Hi all:
I have missunderstand something from masks, this is my problem:
I have a program that rounds frames in a minimum rects and saves the
coordinates of them in a file, that way I know where, in a picture,
are the frames of a animation and can get them easily.
I took all the frames of an animation in this way (been an animation
the secuence of images of p.e. a spaceship images turning in Y-axis to
go left or rigth in X-axis)
# Gets all the frames of a animation from the image
def __getFrameImages__(self, image, imagesIndexInY, coords):
indexes = coords.getCoordsInY(imagesIndexInY) # This works
fine, the images are getted and drawed well
for index in indexes:
# Only to show that I get many subsurfaces from a big surface (a .bmp
file)
self.images += [image.subsurface(index)]
After take all images I make masks for each image that way:
# Makes masks for all the frames
def __makeMasks__(self):
for image in self.images:
mask = pygame.mask.from_surface(image, consts.MAGENTA)
temp = "" # LOG
for x in mask.outline(): # LOG
temp += `mask.get_at(x)` # LOG
print `temp` #LOG
self.masks += [mask]
been consts.MAGENTA = 0xFF00FF the key color of the image.

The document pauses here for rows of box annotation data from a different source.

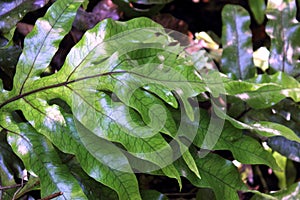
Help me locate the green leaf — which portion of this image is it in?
[8,123,87,199]
[176,153,247,199]
[0,130,24,200]
[222,72,300,109]
[67,159,118,200]
[248,0,266,24]
[251,182,300,200]
[215,107,300,145]
[194,111,280,172]
[221,5,255,79]
[141,190,168,200]
[0,0,49,33]
[113,0,173,18]
[268,136,300,162]
[266,1,300,75]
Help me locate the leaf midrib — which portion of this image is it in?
[0,71,127,109]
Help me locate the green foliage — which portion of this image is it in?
[0,0,300,199]
[113,0,173,17]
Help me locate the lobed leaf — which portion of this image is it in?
[176,153,247,199]
[13,0,83,94]
[8,123,87,199]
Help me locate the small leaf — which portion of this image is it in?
[221,5,255,79]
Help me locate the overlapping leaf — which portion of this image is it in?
[176,153,247,199]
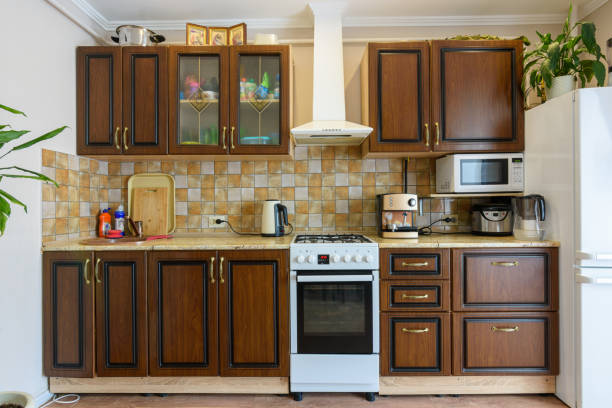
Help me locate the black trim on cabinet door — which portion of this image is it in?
[51,261,85,369]
[376,49,423,144]
[440,47,518,143]
[130,54,159,146]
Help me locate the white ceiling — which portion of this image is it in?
[70,0,607,29]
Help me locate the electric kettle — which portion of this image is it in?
[261,200,289,237]
[512,194,546,241]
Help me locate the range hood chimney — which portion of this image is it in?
[291,1,372,145]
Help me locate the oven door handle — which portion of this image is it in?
[297,275,374,282]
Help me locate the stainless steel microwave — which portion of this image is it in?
[436,153,525,193]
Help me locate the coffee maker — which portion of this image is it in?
[376,193,419,238]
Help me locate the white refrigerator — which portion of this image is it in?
[525,88,612,408]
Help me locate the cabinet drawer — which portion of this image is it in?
[453,248,558,311]
[380,280,450,311]
[380,249,450,279]
[453,312,559,375]
[380,313,451,375]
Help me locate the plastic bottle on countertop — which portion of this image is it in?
[98,208,111,238]
[115,205,125,235]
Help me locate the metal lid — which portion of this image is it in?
[472,203,512,211]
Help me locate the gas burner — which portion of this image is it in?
[294,234,372,244]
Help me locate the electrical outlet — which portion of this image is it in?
[208,215,227,228]
[440,214,459,225]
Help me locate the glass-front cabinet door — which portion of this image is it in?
[169,47,229,154]
[228,45,290,154]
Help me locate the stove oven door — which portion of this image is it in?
[292,271,378,354]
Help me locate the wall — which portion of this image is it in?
[0,0,94,399]
[42,146,472,242]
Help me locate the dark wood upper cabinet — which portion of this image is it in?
[121,47,168,154]
[147,251,219,376]
[76,47,123,155]
[94,251,148,377]
[431,40,524,152]
[43,252,94,377]
[228,45,291,155]
[219,250,289,376]
[362,41,431,152]
[361,40,524,157]
[168,46,229,154]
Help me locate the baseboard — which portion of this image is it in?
[49,377,289,394]
[380,375,556,395]
[34,389,53,407]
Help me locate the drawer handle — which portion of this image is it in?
[402,262,429,267]
[491,261,518,267]
[491,326,518,333]
[402,293,429,299]
[402,327,429,333]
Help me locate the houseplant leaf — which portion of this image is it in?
[0,190,28,215]
[0,104,28,116]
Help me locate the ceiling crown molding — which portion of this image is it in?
[343,14,566,27]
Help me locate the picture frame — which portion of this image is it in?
[185,23,208,46]
[228,23,247,45]
[208,27,228,45]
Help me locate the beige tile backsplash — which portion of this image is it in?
[42,146,471,242]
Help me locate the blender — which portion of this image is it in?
[512,194,546,241]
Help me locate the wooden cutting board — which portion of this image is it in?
[131,187,169,236]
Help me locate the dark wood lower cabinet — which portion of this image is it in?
[92,251,148,377]
[380,313,451,376]
[453,312,559,375]
[147,251,220,376]
[43,252,94,377]
[219,250,289,376]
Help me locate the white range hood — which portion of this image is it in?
[291,2,372,145]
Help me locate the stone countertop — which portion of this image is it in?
[42,232,559,251]
[368,233,559,248]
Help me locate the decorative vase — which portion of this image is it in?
[0,391,36,408]
[546,75,576,99]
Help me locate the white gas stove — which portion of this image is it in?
[289,234,379,401]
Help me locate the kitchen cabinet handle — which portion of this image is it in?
[94,258,102,283]
[123,127,128,152]
[83,258,91,285]
[219,257,225,283]
[402,327,429,333]
[402,293,429,299]
[491,261,518,267]
[210,256,215,285]
[115,126,121,151]
[402,262,429,267]
[491,326,518,333]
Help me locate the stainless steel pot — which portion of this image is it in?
[472,204,514,236]
[111,24,166,46]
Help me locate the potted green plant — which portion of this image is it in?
[523,3,606,99]
[0,104,68,236]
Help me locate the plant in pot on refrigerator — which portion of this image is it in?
[523,3,606,100]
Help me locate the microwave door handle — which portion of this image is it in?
[297,275,374,282]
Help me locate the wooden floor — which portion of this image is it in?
[44,393,566,408]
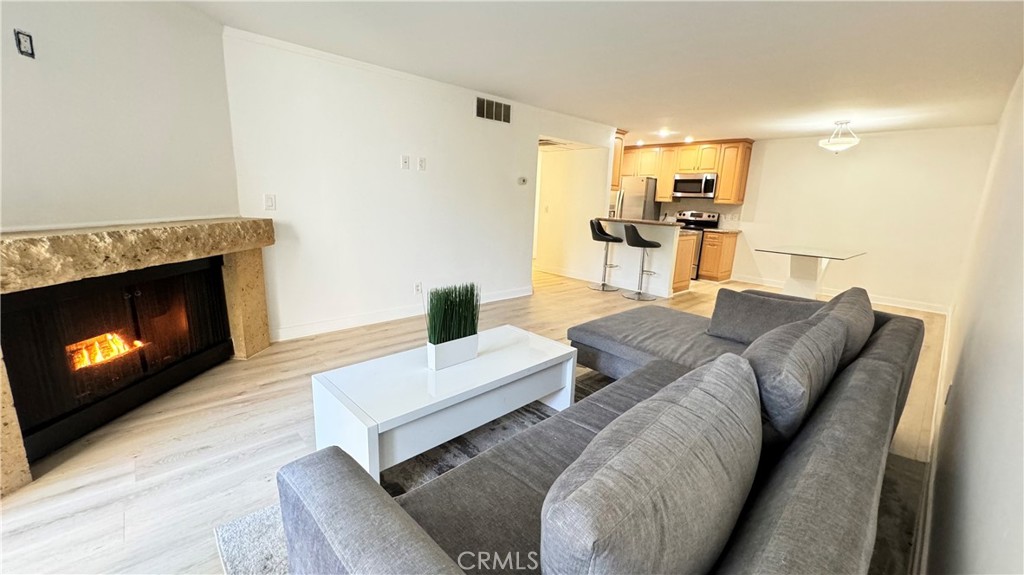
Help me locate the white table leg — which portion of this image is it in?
[782,256,822,300]
[540,350,577,411]
[312,375,381,481]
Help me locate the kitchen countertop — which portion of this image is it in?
[597,218,697,233]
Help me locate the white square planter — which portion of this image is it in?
[427,335,479,370]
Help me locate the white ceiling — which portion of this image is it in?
[194,1,1024,143]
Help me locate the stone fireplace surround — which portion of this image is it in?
[0,218,274,495]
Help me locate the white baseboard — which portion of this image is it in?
[270,285,534,342]
[732,275,949,315]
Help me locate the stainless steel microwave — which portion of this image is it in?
[672,173,718,198]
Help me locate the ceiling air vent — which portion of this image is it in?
[476,98,512,124]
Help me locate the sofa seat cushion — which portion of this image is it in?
[812,288,874,367]
[716,358,901,575]
[743,316,846,439]
[568,305,746,369]
[396,361,686,573]
[541,354,761,574]
[708,289,821,345]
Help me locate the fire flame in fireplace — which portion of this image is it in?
[65,331,145,371]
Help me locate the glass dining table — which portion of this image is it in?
[755,246,867,299]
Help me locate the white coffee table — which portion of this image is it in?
[312,325,577,481]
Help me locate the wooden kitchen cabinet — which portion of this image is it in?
[697,231,738,281]
[620,149,640,177]
[696,144,722,172]
[620,139,753,206]
[611,130,626,191]
[677,144,722,173]
[637,147,662,178]
[654,147,676,202]
[715,141,752,205]
[676,145,700,174]
[672,233,697,292]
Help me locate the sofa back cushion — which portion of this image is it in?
[541,354,761,574]
[708,289,822,344]
[743,315,846,439]
[812,288,874,368]
[715,356,901,575]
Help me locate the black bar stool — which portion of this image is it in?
[623,224,662,302]
[590,220,623,292]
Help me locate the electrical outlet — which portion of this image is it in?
[14,29,36,59]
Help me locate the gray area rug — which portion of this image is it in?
[216,371,925,575]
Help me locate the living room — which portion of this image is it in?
[0,2,1024,572]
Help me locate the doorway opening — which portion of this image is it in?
[534,136,610,283]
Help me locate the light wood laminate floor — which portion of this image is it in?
[0,272,945,573]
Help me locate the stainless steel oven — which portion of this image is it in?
[672,172,718,200]
[676,210,719,279]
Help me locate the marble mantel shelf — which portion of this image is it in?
[0,218,274,294]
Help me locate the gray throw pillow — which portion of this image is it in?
[541,354,761,575]
[743,315,846,439]
[812,288,874,367]
[708,290,822,344]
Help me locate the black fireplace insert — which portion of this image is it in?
[0,257,232,461]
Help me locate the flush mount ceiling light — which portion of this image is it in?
[818,121,860,153]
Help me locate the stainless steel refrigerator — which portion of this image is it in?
[615,176,658,221]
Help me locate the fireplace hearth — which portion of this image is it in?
[0,218,274,497]
[0,256,232,461]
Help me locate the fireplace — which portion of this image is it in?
[0,256,232,461]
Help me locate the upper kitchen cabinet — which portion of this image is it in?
[620,149,640,177]
[654,147,677,202]
[715,141,753,205]
[611,130,626,191]
[637,147,662,178]
[677,144,722,173]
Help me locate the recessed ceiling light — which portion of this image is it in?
[818,120,860,153]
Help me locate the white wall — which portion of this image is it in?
[0,2,239,231]
[224,29,614,340]
[729,126,996,311]
[923,69,1024,573]
[535,147,614,281]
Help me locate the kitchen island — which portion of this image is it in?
[598,218,698,298]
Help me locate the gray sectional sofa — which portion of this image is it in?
[278,290,924,574]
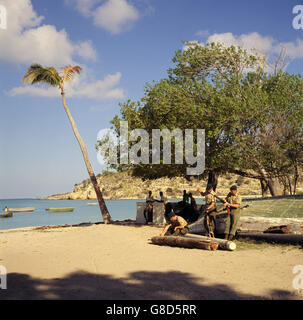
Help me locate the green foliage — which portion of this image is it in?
[98,43,303,190]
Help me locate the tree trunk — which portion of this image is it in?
[266,178,281,197]
[61,88,112,224]
[207,171,219,191]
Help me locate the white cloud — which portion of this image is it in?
[94,0,139,34]
[196,30,210,38]
[65,0,140,34]
[8,72,125,100]
[0,0,97,66]
[64,0,100,17]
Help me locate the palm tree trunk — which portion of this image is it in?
[61,88,112,224]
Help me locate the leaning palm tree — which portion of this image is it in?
[23,64,112,224]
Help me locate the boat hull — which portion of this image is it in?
[47,208,75,213]
[8,207,35,212]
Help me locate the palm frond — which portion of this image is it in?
[23,64,62,87]
[62,66,82,82]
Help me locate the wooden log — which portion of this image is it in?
[264,225,291,234]
[185,233,237,251]
[238,232,303,245]
[151,236,219,251]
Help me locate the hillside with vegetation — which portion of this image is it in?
[41,172,303,200]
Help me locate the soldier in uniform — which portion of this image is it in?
[224,186,242,240]
[144,191,155,224]
[198,185,217,237]
[160,210,188,237]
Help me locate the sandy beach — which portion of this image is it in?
[0,225,303,300]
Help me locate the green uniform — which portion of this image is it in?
[225,193,242,236]
[144,196,155,223]
[165,216,188,236]
[204,193,217,234]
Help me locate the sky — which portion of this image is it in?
[0,0,303,199]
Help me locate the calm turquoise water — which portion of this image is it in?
[0,199,205,230]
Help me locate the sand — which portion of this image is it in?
[0,225,303,300]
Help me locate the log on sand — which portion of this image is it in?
[151,236,219,251]
[185,233,237,251]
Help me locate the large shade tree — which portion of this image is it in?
[100,43,303,196]
[23,64,112,224]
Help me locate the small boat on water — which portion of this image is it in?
[46,208,75,213]
[8,207,35,212]
[0,212,13,218]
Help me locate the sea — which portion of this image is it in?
[0,199,207,230]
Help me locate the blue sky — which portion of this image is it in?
[0,0,303,198]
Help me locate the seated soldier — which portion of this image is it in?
[160,210,188,236]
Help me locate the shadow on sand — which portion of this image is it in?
[0,271,295,300]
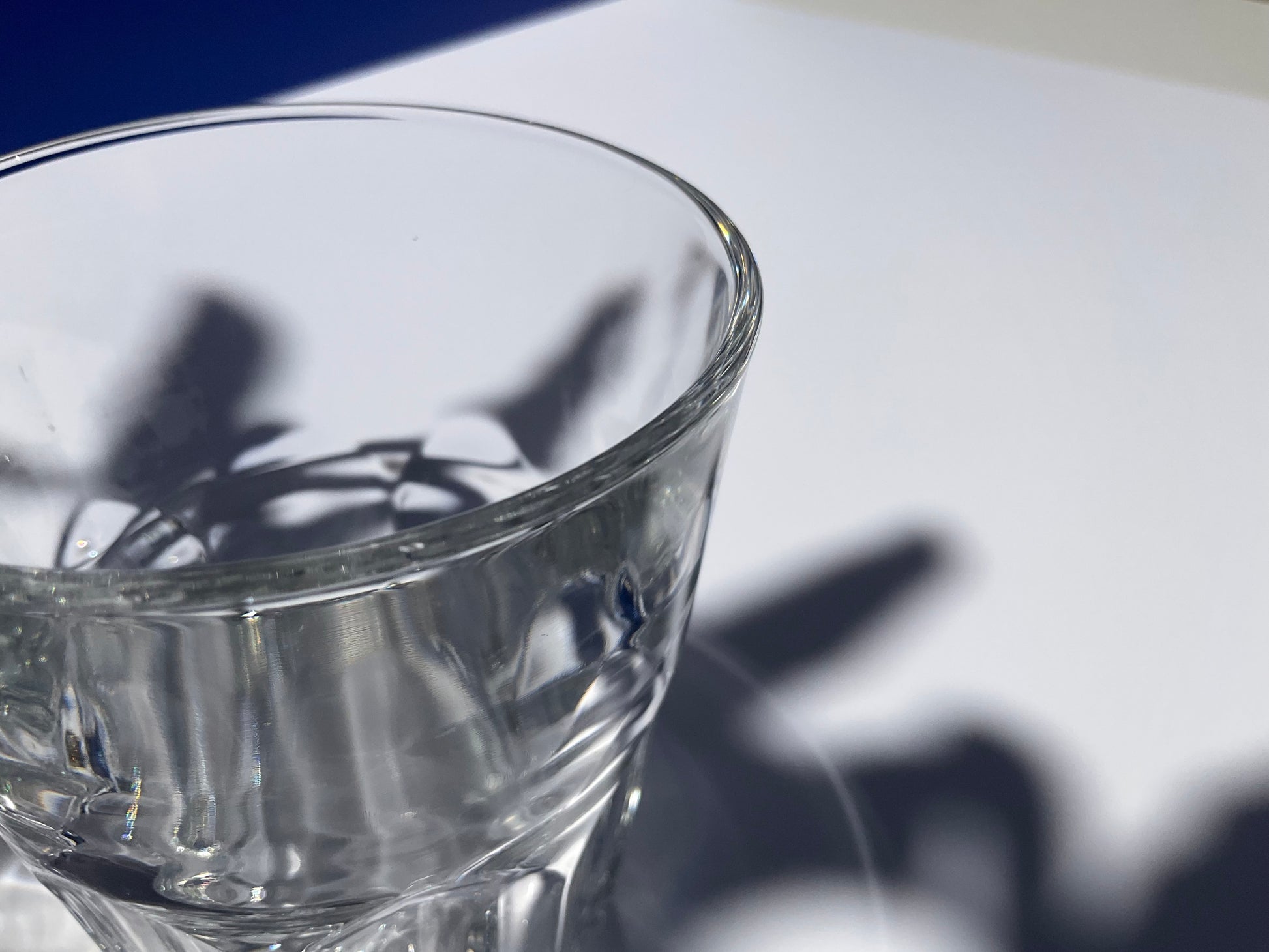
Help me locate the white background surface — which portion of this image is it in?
[7,0,1269,952]
[290,0,1269,944]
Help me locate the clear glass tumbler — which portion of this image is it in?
[0,106,760,952]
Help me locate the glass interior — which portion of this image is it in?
[0,107,738,573]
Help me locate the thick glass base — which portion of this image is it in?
[37,740,644,952]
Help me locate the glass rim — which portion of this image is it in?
[0,103,763,614]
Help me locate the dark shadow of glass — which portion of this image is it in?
[609,535,1269,952]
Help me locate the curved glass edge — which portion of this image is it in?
[0,103,763,614]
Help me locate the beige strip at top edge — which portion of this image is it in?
[746,0,1269,99]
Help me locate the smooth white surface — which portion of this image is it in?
[291,0,1269,939]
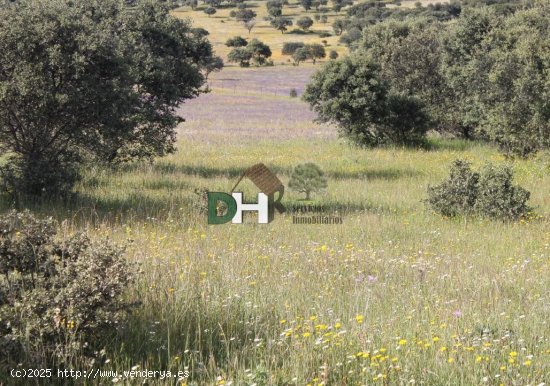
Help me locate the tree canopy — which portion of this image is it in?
[0,0,219,194]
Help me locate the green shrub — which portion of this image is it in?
[427,160,479,217]
[476,164,531,219]
[427,160,531,220]
[288,162,327,200]
[0,211,132,367]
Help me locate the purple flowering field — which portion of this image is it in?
[179,66,337,141]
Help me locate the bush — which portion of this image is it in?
[427,160,479,217]
[282,42,305,55]
[427,160,531,220]
[303,55,429,146]
[0,211,132,367]
[476,164,531,220]
[288,162,327,200]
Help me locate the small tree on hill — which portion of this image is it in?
[300,0,313,11]
[292,47,309,65]
[235,9,256,23]
[332,19,348,36]
[282,42,305,55]
[271,17,292,34]
[246,39,271,66]
[288,162,328,200]
[306,43,327,64]
[225,36,248,47]
[227,47,252,67]
[243,19,256,35]
[204,7,217,17]
[296,16,313,31]
[303,55,429,146]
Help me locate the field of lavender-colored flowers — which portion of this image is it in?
[179,66,337,142]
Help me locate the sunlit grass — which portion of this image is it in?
[2,61,550,386]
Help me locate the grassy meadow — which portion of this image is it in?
[0,1,550,386]
[5,62,550,386]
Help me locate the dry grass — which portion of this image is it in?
[174,1,347,64]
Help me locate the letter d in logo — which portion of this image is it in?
[208,192,237,224]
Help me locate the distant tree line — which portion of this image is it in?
[304,1,550,156]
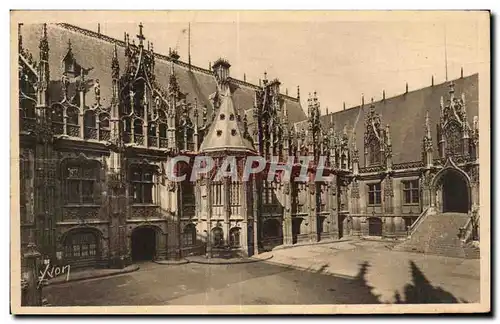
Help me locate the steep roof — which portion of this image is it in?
[320,74,479,166]
[200,87,255,153]
[22,24,306,130]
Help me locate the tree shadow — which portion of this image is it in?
[354,261,381,304]
[394,261,468,304]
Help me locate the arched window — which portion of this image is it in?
[66,107,80,137]
[158,123,168,148]
[130,166,154,204]
[368,138,381,165]
[212,227,224,247]
[229,227,240,247]
[83,110,97,139]
[64,161,99,204]
[99,113,111,141]
[64,231,98,259]
[52,105,64,135]
[123,117,132,143]
[182,224,196,246]
[446,122,463,155]
[134,118,144,145]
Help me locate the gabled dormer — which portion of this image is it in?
[62,40,82,79]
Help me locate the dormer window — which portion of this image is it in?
[63,41,81,78]
[368,138,381,165]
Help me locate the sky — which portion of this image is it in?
[74,12,489,113]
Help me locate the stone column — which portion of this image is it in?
[222,177,231,245]
[307,182,318,242]
[240,181,248,256]
[327,175,342,240]
[282,181,293,245]
[252,175,260,254]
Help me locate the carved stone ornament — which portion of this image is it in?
[309,182,316,195]
[283,182,290,195]
[384,177,394,197]
[351,180,359,198]
[167,181,175,192]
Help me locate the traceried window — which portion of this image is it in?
[403,180,420,205]
[229,182,241,206]
[229,227,240,247]
[64,232,97,259]
[446,123,463,155]
[182,181,195,206]
[212,182,223,206]
[368,182,382,206]
[212,227,224,247]
[64,162,99,204]
[130,166,154,204]
[262,181,278,205]
[181,224,196,246]
[368,138,381,165]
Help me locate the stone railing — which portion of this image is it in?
[408,207,433,236]
[459,209,479,243]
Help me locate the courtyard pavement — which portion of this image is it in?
[44,240,480,306]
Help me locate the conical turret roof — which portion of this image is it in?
[200,87,255,153]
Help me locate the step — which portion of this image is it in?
[395,213,468,258]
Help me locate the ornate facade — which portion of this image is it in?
[19,24,479,266]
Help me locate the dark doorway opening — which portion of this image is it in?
[262,218,283,250]
[132,227,156,261]
[443,171,469,213]
[368,217,382,236]
[292,218,302,244]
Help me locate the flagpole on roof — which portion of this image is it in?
[444,23,448,81]
[188,23,191,70]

Well, when running it, the output are allways that way:
'111111111111111111111111111111111111111111111111111111111111111111111111111111111111111111111111111111111111111111111111111111111111111111111111111111111111111111111111111111111111111111111111111111111111111111111111111111111111111111111111111111111111111111111111111111111111111111111111'
So I undestand that, been no 0's, the mask is all the rect... so I'm
doing something wrong, any ideas?
--
Nota: Tildes omitidas para evitar incompatibilidades.